Allied to this natural immune suppression is the effect of negative energy balance in the pre- and post-calving period and the difficulty of getting nutrition and management spot on in this tricky stage.
Steps to improving cow immunity
The reasons for immune suppression in this period are complex and still poorly understood and undoubtedly we will learn more about it in the coming years – but what can farmers do in the meantime?
1 Transition cow health issues rarely occur in isolation and higher risks of one problem will increase the chances of something else developing too.

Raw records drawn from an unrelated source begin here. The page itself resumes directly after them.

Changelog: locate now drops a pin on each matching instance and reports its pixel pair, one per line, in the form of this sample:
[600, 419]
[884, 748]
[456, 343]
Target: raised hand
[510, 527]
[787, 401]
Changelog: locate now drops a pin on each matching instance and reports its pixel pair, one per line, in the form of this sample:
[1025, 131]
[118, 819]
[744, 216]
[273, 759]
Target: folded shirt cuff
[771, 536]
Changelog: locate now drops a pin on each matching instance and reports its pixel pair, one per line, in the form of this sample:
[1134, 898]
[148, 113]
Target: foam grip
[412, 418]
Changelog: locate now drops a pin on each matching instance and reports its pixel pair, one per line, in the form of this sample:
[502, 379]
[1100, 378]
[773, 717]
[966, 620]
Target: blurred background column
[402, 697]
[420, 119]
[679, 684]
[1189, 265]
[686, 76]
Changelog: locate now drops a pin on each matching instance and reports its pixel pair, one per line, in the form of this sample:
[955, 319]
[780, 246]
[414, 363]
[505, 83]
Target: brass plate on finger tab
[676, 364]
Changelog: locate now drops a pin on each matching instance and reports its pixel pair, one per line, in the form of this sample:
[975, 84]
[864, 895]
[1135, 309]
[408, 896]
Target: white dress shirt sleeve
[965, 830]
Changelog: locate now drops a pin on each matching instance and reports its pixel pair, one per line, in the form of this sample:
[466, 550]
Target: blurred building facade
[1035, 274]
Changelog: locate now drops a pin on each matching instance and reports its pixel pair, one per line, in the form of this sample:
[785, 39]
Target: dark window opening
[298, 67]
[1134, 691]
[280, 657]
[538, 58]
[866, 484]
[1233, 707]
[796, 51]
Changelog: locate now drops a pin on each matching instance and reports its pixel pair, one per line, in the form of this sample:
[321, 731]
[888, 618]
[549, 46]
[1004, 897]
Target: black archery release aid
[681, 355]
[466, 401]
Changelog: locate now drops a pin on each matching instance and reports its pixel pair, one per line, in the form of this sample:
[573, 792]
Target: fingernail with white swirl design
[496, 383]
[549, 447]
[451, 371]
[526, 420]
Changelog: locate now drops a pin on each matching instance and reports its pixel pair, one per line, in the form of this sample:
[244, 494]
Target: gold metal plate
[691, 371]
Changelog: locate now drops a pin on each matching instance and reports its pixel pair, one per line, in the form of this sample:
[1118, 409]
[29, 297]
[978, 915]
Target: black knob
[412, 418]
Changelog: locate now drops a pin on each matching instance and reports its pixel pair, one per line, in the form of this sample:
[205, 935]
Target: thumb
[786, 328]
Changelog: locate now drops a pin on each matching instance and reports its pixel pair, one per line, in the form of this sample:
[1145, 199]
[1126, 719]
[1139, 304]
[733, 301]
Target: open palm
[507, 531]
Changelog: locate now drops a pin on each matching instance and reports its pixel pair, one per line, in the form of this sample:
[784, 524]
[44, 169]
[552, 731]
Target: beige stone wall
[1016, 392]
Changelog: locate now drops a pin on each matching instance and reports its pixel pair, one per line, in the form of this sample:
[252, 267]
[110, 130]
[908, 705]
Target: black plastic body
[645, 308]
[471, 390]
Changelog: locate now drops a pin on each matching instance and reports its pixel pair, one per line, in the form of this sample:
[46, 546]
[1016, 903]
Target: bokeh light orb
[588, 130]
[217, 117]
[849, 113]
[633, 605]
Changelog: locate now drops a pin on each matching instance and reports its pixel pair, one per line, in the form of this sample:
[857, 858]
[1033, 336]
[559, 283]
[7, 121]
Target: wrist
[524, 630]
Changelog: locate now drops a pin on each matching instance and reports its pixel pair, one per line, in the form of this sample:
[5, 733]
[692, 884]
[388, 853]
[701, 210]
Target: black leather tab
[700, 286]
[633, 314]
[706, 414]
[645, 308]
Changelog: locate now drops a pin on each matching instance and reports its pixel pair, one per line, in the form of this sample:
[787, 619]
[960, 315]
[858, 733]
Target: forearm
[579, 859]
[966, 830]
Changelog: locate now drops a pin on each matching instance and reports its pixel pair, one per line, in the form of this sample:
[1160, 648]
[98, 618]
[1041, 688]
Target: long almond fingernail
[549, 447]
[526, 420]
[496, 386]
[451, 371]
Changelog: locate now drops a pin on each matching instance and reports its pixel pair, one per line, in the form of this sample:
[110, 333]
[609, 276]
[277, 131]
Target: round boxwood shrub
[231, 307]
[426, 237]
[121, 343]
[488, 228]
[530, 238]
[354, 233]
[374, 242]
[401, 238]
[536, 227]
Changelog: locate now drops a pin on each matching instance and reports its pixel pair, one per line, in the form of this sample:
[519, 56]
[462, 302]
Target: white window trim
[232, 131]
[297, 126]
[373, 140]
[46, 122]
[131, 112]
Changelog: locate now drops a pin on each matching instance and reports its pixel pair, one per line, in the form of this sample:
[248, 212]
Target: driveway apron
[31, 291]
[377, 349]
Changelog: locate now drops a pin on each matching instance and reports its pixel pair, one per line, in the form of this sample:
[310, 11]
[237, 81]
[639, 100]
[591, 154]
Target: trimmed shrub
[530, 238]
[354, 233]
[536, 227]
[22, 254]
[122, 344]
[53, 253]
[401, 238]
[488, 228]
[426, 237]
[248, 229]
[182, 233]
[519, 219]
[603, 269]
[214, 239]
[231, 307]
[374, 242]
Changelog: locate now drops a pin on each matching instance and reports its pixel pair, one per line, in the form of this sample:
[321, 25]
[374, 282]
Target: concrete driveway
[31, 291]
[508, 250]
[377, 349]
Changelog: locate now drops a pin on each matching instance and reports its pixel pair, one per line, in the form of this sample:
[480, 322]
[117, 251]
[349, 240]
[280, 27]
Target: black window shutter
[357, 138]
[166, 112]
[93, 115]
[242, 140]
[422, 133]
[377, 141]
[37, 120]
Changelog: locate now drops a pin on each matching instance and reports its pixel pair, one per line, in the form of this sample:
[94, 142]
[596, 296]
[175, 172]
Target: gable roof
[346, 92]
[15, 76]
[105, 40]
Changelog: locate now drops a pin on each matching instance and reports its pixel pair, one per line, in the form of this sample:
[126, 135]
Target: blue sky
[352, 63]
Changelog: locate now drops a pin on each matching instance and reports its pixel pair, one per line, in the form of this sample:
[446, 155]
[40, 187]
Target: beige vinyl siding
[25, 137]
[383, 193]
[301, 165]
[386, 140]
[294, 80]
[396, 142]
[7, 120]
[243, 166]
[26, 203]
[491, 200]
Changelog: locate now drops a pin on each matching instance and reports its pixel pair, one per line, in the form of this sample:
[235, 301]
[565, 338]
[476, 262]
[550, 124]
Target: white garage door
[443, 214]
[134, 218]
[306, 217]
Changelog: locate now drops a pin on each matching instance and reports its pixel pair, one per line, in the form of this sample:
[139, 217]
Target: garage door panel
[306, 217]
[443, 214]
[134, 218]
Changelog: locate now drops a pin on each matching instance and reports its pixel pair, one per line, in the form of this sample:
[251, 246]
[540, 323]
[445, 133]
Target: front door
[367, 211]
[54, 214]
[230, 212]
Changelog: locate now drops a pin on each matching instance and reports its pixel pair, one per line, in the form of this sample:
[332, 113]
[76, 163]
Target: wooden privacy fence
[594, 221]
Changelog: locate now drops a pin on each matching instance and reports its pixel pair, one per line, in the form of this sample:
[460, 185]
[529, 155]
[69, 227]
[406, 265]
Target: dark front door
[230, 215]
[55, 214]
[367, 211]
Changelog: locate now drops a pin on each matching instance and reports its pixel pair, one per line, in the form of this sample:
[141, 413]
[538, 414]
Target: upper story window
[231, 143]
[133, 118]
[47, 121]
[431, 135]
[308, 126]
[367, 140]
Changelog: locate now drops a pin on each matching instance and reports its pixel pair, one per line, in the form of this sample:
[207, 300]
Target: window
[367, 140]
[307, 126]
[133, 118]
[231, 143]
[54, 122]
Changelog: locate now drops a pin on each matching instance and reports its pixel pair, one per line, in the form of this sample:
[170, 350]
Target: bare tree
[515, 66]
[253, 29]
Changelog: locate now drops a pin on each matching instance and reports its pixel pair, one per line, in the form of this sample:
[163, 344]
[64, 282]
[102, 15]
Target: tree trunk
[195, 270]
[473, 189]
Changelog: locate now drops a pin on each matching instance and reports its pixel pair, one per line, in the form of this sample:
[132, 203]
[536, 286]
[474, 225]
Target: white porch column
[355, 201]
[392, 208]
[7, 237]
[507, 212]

For example, cows with milk fever are more likely to develop retained cleansings, metritis, endometritis and mastitis, and those with negative energy balance are also at higher risk of left displaced abomasums, retained cleansings, metritis and endometritis.
These common problems are often different ways of the cow trying to tell you the same thing – her immunity is compromised.
It is, therefore, vital that, as farmers and vets, we do all we can to support the immune system function around calving. Boosting the immune system at calving through good nutrition and management has long been a core part of transition cow management.
2 Improving energy balance and preventing ketosis are also central to maximising immune function at calving.
Recent studies have proved that cows suffering one of the common post-calving problems were likely to have had poor energy status before calving. This means she was already a high-risk cow before she even calved.
3 Use your disease recording with your vet and nutritionist to help you identify whether or not your cows’ immune status is being compromised by transition health.
The benefits of improving immunity
Improving the immune system will result in fewer cases of severe infections requiring antibiotic therapy and a quicker return to positive energy balance and increased fertility.
This will allow cows to return to service quicker, a key part of profitable dairy farming.
Importantly, while transition nutrition management is a key part of helping cows maintain a healthy immune system, it is also central to maximising milk production early in lactation.
There are no simple answers to overcoming immune suppression at calving.
It is a challenge every cow faces and one that is best countered with careful planning, monitoring of performance and teamwork from vet, nutritionist and farmer.